Unfortunately it was a subject the principal took very seriously. Only a month ago he had talked to the whole school about that very subject. There would be a policy of zero tolerance, he told everyone, toward pupils who were disrespectful to teachers. Any student who crossed the line, he'd said, between civility and rudeness of any kind could expect serious consequences. He had meant what he said. Two weeks ago he had expelled two students for what he had called "extreme discourtesy" toward a teacher.
Candy half wondered if there was still time to apologize; but she knew it was a lost cause. Miss Schwartz wanted to see Candy squirming in front of the principal, and she wasn't going to let anything keep her from witnessing that.
"You're still sitting down, Quackenbush," the woman said. "What did I tell you? Well?"
"Go to the principal's office, Miss Schwartz."
"So move your lazy behind."
Candy bit her tongue and got up. Her chair made an ugly squeal as she pushed it back. There was more nervous laughter from one or two places around the class, but mostly there was silence, even from the loquacious Deborah Hackbarth. Nobody wanted to draw Miss Schwartz's venomous attention in their direction right now.
"And pick up your workbook, Quackenbush," Miss Schwartz said. "I want you to explain your defacing of school property to the principal."
Candy didn't argue. She dutifully went down on her haunches and gathered up all the things that Miss Schwartz had knocked off her desk: the pencils, the pens, the workbook and the paper on Henry Murkitt.
"Give that stupid paper and the workbook to me," Miss Schwartz said.

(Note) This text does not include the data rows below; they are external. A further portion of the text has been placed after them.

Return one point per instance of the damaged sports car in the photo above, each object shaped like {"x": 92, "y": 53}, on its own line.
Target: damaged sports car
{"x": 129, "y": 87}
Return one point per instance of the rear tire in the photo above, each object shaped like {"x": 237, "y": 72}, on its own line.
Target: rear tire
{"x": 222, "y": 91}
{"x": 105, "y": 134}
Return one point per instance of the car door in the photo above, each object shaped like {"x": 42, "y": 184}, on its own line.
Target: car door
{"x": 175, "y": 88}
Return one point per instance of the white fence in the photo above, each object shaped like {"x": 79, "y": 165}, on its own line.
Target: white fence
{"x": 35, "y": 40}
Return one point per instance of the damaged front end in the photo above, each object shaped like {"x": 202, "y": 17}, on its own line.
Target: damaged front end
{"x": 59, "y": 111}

"I'm not going to destroy them," Candy protested.
"Just give them to me ," Miss Schwartz demanded, her voice almost cracking with rage.
Candy put the pens and pencils down on her desk and gave the book and paper to Miss Schwartz. Then—without looking around at the rest of the class—she made her way to the door.
Once she was outside the classroom in the eerie hush of the corridor, she felt a peculiar sense of relief . She knew she should be feeling full of regret and self-recrimination, but the truth was that a significant part of her was glad she'd said what she'd said. Miss Schwartz had picked on her one too many times.